Wir sehen, wie die Impfung schützt. Wir sehen bei den Ältesten, wie sie durch eine sehr hohe Impfquote geschützt sind. Wir sehen aber bei den Jüngeren, bei denen wir noch eine relativ niedrige Impfquote haben, leider auch, wie die Inzidenzen nach oben gehen. Ich sage das ohne Vorwurf. Denn wir wissen auch, dass die Jüngeren erst später ein entsprechendes Impfangebot bekommen haben. Viele Studierende zum Beispiel kommen jetzt erst wieder zurück in die Stadt, um sich auf das Wintersemester vorzubereiten. Aber wir haben in Berlin in der Gruppe der 15- bis 25-Jährigen eine Inzidenz, die um 100 liegt, eben dort, wo wir noch keinen entsprechenden Impffortschritt haben. Insofern ist das auch von mir ein dringender Appell, die Angebote, die wir haben, bitte anzunehmen. Wir haben die entsprechenden Möglichkeiten. Wir haben die Möglichkeiten, nach denen sich andere Länder sehnen, und wir sollten diese Möglichkeiten auch nutzen.
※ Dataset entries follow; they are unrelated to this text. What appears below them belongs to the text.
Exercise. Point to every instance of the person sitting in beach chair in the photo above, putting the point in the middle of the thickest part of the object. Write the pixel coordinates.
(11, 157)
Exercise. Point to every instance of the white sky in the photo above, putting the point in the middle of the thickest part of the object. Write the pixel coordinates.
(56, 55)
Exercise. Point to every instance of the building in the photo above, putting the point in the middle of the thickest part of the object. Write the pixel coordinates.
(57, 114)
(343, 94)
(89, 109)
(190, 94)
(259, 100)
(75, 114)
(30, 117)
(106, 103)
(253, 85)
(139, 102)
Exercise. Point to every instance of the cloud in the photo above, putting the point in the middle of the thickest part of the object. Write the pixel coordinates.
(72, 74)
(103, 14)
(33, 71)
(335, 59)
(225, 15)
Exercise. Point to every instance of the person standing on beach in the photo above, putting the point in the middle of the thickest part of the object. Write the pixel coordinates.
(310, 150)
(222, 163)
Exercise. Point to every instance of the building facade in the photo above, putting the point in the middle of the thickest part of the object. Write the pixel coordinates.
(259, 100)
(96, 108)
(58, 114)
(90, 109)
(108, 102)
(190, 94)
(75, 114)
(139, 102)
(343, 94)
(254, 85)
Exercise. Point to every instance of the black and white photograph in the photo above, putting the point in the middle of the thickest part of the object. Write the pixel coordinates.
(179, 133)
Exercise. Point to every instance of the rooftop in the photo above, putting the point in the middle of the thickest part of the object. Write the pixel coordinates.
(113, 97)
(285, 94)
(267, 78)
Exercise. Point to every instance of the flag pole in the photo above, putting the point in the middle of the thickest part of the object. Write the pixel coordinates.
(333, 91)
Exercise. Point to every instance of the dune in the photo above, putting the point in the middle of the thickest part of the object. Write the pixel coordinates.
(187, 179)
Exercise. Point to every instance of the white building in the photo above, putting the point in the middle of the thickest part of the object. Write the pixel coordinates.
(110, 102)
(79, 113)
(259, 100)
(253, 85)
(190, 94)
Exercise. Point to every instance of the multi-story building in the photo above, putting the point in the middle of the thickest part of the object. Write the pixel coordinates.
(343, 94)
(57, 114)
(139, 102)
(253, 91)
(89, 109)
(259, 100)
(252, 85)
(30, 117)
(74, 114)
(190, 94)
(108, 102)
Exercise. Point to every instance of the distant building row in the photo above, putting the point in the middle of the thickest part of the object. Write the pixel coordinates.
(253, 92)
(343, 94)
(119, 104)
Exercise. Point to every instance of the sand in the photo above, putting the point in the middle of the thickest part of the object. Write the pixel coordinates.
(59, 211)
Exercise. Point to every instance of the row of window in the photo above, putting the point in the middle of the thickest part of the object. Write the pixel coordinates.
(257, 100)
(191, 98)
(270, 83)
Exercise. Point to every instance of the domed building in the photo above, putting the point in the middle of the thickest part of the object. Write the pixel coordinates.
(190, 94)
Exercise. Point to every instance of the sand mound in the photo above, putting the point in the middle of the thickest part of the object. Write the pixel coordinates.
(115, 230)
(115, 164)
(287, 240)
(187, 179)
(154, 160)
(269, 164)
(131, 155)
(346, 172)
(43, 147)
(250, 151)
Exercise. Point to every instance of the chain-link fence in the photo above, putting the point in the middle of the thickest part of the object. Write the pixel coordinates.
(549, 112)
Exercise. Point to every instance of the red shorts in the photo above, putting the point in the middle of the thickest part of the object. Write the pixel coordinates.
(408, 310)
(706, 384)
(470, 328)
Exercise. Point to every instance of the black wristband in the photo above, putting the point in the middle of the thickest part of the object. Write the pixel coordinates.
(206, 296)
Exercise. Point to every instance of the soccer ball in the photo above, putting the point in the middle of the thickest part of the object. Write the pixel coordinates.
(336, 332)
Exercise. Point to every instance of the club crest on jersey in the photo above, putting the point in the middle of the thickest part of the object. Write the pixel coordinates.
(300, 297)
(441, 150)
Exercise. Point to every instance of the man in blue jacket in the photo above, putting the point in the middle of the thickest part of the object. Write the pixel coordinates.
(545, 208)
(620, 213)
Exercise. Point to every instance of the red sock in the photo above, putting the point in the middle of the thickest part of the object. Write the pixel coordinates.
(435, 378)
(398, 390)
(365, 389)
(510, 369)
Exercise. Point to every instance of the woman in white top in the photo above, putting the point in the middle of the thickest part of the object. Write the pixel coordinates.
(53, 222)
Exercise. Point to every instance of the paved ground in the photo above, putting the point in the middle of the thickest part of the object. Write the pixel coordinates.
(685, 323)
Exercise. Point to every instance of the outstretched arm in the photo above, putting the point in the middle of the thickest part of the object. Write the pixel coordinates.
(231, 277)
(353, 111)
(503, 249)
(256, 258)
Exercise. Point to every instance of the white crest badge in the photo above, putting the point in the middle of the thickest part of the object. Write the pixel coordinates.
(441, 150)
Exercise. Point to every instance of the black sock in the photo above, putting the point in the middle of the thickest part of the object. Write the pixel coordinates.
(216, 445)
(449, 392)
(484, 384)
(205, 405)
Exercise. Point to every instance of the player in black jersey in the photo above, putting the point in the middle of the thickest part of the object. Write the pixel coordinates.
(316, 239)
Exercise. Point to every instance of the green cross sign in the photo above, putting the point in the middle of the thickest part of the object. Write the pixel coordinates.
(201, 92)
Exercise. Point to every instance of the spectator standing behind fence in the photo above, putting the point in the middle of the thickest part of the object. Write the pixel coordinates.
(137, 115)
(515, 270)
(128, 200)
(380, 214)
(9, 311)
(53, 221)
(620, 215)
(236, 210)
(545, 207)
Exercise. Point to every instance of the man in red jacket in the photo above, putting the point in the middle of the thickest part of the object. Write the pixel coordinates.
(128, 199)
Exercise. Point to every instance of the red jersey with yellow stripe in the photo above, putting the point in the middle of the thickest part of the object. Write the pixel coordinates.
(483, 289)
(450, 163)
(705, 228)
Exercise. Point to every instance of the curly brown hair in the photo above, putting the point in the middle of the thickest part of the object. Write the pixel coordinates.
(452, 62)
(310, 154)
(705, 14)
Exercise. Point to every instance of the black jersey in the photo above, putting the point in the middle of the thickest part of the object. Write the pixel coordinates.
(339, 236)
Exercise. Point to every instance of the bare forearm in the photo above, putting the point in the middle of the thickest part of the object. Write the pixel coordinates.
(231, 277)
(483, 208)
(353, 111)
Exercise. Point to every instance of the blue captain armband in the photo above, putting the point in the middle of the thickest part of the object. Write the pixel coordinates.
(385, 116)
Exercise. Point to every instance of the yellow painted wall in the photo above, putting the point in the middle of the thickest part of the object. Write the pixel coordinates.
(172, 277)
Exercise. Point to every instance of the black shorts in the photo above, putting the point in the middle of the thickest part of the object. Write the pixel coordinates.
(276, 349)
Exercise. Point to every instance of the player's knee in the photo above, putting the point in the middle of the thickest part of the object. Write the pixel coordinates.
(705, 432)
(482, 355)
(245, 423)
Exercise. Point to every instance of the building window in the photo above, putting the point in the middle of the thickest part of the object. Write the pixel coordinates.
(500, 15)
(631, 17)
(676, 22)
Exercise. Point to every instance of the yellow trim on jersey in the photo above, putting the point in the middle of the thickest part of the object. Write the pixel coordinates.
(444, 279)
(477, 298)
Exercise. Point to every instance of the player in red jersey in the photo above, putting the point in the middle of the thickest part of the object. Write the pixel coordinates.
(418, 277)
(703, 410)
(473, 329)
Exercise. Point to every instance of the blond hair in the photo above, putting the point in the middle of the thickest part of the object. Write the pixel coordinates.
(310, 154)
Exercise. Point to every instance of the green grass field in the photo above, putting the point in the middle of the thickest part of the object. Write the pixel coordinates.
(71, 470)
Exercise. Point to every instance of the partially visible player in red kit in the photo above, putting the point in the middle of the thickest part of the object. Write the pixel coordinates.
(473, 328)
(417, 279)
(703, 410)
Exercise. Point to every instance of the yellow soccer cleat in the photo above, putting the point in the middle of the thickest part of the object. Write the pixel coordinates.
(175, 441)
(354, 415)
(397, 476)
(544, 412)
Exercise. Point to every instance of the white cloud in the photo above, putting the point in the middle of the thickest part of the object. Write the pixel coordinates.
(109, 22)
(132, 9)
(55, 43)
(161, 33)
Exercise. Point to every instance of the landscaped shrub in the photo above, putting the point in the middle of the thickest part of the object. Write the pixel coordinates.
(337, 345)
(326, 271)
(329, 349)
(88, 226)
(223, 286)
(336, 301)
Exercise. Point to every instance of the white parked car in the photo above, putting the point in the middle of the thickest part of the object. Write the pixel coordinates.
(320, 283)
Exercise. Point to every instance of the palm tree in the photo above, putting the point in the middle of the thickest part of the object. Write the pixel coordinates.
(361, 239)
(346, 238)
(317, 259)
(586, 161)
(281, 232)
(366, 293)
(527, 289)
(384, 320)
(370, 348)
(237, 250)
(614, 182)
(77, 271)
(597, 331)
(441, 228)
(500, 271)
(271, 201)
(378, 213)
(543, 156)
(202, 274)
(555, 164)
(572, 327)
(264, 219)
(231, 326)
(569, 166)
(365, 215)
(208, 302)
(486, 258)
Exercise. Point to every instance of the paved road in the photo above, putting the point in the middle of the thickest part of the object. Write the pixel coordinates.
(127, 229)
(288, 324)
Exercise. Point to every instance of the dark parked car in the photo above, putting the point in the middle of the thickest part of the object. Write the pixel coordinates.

Wir haben heute in unserer Beschlussfassung festgehalten, dass wir vor allen Dingen dort, wo das Infektionsgeschehen zu beobachten ist und wo es auch schnell bedrohlich werden kann, nämlich in den Innenräumen, anders als unter freiem Himmel, auch wieder verpflichtend für diejenigen, die nicht geimpft oder genesen sind, entsprechende Testerfordernisse formulieren. Diese Tests stehen auch zur Verfügung. Sie stehen die nächsten acht Wochen auch noch kostenlos zur Verfügung. Ab dem 11. Oktober werden sie kostenpflichtig. Ich will an dieser Stelle auch sagen, dass ich es richtig finde, dass wir diesen Schritt gehen. Ich weiß, dass es dagegen auch Widerspruch gibt und dass einige auch sagen: Das ist doch etwas, was dauerhaft kostenfrei angeboten werden muss. - Ich sage an der Stelle aber auch: Man kann all diese Erfordernisse - Testen, kostenpflichtige Tests - umgehen. Durch eine Impfung kann man sie umgehen. Wer dieses Angebot nicht annimmt, kann nicht dauerhaft damit rechnen, dass ihm die Solidargemeinschaft finanziert, dass er solche Angebote nicht annimmt und - das muss man immer wieder zu Ende denken - dass er, wenn er diese Angebote nicht annimmt, sich und nach wie vor auch andere gefährdet. Wer also diesen Weg warum auch immer wählt, muss dann eben auch damit rechnen, dass er die entsprechenden Tests bezahlen muss.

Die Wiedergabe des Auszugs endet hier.